English sports commentator

Robyn Cowen is an English journalist and football commentator. She was the lead commentator on BBC One for the England women's national football team matches during UEFA Women's Euro 2022, which was hosted and won by England.

==Early life==
Cowen attended the state comprehensive Wheatley Park School in Oxford, before graduating from Oxford Brookes University in 2011 with a degree in law.

==Career==
Cowen joined the BBC in 2011 as a sports reporter after a placement at BBC Radio Oxford. She joined BBC Radio 5 Live in 2014 and began on the commentary team for Match of the Day in 2018. She was a commentator for the BBC at the delayed UEFA Euro 2020. Cowen has had regular appearances on the Offside Rule podcast alongside Lynsey Hooper and Kait Borsay, as well as guest appearances on Guardian Football Weekly, and The Athletic’s Football Cliches show.

In July 2023, she was announced as a commentator for the BBC at the 2023 FIFA Women's World Cup.

Cowen is an Oxford United fan and co-hosts the BBC Sounds podcast The Dub, which focuses on the club.

==Recognition and reception==
As a female commentator in a traditionally male-dominated industry, Cowen has remarked that whilst Jacqui Oatley had been a solo female voice as the first female commentator on Match of the Day, the presence of Vicki Sparks at the BBC at the same time as Cowen had made her feel "exceptionally lucky" because they had been able to share the "spotlight".

Former Match of the Day host Des Lynam described Cowen in The Daily Telegraph as having "an understated and light-hearted style [that] is easy on the ear." At the 2021 Football Supporters' Association Awards, Cowen was nominated in the 'Commentator of the Year' category alongside Martin Tyler, Peter Drury and Conor McNamara, amongst others.

Cowen's commentary of "Dream makers.
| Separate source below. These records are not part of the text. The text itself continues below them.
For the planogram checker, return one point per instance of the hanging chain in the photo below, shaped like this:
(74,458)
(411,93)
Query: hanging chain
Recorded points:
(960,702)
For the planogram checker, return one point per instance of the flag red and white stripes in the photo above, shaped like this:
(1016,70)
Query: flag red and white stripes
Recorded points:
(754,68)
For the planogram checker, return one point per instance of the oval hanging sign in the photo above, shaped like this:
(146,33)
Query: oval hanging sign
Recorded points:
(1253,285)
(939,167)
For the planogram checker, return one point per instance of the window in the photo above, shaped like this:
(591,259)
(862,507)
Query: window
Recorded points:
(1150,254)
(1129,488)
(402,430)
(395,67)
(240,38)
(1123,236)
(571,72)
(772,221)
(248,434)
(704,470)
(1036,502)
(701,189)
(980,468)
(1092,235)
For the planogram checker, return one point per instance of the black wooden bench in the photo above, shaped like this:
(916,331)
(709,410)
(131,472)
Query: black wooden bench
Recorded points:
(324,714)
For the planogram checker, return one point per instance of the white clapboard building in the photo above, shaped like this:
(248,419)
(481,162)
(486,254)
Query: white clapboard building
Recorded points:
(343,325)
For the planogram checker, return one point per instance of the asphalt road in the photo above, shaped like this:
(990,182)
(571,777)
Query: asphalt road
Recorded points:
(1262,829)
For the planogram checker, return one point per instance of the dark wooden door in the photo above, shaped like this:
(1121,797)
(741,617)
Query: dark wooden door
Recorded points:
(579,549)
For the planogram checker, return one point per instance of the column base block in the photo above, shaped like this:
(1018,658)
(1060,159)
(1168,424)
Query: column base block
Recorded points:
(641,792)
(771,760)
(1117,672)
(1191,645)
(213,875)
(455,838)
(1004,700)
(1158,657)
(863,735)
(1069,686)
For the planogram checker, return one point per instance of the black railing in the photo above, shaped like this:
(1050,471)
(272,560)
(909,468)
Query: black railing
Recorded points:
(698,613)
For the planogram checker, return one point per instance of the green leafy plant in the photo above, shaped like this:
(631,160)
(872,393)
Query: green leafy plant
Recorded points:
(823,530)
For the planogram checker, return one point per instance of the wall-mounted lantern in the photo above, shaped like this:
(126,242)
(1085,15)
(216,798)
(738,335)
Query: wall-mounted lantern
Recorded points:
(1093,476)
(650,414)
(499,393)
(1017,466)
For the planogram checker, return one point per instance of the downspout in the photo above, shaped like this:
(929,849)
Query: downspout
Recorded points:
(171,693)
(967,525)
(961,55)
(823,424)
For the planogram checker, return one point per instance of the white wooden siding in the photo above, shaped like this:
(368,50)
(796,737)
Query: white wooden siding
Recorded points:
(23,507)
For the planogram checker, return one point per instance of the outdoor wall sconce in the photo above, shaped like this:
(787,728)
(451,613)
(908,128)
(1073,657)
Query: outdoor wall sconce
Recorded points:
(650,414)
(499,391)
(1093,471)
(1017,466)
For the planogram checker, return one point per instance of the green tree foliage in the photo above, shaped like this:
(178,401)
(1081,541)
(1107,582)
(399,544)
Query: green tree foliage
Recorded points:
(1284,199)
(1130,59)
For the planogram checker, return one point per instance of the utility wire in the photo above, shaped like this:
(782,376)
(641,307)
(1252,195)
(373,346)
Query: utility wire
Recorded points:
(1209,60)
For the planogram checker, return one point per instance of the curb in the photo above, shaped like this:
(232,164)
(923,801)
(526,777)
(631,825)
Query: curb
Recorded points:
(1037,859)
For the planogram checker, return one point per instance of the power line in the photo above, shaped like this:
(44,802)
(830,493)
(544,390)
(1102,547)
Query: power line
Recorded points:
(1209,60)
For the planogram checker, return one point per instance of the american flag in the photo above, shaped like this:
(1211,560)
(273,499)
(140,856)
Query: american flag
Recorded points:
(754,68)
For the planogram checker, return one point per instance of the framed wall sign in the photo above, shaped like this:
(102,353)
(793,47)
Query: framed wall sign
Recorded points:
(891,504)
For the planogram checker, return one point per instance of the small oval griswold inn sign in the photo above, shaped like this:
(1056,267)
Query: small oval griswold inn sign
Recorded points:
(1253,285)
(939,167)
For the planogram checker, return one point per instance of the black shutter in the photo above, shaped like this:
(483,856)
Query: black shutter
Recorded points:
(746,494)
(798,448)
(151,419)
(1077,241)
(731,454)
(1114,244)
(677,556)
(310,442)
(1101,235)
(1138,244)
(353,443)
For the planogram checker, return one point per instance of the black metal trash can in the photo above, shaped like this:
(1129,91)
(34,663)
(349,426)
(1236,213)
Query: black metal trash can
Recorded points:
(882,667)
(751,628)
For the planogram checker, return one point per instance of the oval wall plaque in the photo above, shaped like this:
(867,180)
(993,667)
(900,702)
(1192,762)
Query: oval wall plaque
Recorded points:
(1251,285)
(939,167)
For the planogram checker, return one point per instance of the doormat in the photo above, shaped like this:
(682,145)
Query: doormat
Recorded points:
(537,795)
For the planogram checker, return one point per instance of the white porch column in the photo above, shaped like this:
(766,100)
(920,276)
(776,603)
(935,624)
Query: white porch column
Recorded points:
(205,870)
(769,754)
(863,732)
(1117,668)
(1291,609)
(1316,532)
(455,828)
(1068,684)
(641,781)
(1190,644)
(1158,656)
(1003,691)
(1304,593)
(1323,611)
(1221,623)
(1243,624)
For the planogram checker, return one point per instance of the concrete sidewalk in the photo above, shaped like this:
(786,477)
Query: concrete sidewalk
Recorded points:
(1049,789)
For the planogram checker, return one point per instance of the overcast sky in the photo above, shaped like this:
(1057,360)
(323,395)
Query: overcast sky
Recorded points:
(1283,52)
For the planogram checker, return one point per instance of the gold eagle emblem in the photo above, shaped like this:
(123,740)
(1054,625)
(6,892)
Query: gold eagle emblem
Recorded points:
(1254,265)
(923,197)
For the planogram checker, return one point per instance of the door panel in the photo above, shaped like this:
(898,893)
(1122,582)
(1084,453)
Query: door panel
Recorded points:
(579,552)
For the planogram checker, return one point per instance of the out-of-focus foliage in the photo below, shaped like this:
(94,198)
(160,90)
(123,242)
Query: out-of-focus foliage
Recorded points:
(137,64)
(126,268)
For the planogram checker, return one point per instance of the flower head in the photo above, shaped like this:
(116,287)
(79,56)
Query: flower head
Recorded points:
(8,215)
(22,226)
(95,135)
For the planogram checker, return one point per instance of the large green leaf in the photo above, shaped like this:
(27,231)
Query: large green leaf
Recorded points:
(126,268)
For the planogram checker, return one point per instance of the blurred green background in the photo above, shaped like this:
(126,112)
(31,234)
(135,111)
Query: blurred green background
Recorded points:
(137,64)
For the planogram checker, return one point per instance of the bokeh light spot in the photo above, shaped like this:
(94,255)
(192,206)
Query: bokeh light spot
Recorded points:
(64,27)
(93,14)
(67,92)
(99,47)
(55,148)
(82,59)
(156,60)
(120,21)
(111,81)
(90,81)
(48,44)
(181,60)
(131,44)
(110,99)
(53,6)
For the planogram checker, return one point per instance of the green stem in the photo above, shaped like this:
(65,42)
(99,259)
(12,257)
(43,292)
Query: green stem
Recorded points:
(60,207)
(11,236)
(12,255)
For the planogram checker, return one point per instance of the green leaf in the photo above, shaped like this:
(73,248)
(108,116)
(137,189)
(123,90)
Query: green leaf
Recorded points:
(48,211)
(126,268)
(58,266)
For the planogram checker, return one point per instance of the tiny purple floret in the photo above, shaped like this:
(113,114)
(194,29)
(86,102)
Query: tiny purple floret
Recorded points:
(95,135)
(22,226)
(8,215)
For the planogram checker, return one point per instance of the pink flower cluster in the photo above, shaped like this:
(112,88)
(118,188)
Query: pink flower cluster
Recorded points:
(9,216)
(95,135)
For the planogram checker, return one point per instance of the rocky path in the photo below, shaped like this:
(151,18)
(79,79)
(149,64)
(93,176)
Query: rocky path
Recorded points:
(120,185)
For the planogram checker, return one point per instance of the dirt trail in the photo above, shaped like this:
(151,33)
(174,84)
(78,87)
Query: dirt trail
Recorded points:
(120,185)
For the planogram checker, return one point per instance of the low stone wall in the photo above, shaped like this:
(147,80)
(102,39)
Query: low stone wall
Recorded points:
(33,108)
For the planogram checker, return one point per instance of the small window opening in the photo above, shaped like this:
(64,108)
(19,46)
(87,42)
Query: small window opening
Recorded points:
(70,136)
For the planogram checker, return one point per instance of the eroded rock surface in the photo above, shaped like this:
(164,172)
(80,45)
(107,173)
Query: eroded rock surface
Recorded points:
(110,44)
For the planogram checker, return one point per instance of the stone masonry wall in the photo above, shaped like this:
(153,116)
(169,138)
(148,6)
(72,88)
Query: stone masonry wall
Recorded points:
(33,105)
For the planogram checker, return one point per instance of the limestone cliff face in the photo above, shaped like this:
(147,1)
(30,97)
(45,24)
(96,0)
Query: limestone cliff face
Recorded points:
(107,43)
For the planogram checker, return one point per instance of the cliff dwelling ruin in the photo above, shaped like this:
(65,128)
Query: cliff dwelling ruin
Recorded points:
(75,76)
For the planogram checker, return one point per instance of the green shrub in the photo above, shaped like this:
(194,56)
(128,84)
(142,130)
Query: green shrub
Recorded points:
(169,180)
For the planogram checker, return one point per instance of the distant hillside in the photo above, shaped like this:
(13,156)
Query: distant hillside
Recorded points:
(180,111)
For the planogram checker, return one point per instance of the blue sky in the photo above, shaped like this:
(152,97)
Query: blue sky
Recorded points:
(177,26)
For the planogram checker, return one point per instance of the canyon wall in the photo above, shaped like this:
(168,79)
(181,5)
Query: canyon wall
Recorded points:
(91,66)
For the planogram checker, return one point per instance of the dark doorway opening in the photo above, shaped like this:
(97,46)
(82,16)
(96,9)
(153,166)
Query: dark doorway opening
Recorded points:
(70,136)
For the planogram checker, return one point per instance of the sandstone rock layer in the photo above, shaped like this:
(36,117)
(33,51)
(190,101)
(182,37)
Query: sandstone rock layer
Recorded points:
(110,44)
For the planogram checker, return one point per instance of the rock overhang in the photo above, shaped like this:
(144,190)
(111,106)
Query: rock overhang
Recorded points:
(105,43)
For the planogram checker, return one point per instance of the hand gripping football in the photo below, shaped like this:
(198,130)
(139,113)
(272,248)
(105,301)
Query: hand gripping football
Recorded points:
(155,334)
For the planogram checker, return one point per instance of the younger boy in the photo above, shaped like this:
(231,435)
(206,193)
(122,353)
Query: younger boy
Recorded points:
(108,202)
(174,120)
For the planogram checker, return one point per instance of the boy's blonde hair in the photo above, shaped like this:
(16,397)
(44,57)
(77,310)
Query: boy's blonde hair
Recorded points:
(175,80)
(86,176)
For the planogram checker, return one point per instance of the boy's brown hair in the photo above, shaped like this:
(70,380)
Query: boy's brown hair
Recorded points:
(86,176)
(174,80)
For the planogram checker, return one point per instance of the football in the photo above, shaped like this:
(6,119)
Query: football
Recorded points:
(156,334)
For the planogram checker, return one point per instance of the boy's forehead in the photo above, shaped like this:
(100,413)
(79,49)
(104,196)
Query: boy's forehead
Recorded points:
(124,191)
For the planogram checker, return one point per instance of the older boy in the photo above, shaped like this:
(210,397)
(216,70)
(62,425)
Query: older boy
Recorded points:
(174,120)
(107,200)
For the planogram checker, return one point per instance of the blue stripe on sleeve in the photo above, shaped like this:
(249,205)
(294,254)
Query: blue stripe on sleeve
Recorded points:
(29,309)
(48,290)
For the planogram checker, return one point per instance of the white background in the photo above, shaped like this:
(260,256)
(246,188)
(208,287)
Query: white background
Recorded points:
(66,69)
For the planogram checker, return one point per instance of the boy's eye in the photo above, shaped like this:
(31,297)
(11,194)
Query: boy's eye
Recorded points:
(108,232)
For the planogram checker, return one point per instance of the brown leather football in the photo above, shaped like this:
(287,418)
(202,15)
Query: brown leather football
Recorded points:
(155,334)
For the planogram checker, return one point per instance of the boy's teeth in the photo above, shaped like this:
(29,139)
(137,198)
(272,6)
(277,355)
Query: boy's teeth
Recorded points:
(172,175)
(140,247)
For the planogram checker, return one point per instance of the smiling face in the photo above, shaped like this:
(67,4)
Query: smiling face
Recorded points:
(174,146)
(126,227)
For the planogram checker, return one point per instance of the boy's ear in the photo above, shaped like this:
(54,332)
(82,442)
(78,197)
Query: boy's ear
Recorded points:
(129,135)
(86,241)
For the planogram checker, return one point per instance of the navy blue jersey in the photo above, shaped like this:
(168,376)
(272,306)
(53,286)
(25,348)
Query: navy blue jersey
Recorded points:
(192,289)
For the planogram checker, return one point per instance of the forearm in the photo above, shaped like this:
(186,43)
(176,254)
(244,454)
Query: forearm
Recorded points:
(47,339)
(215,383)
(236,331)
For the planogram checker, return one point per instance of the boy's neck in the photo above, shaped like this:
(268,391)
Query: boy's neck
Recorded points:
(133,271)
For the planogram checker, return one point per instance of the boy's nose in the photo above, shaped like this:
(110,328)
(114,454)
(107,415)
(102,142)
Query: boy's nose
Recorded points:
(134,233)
Record breakers. Game changers", as England won Euro 2022 was described by veteran broadcaster Richard Keys as "brilliant. And perfect for the occasion." Cowen's commentary from the winning moment at the 2022 Euros final was used by BBC One during the New Year's Eve celebrations and fireworks after the Big Ben strikes at midnight into 1 January 2023.

In February 2023 Cowen was nominated in the Commentator category at the British Sports Journalism Awards. In November 2023, she was nominated in the Commentator of the Year category at the Football Supporters' Association awards.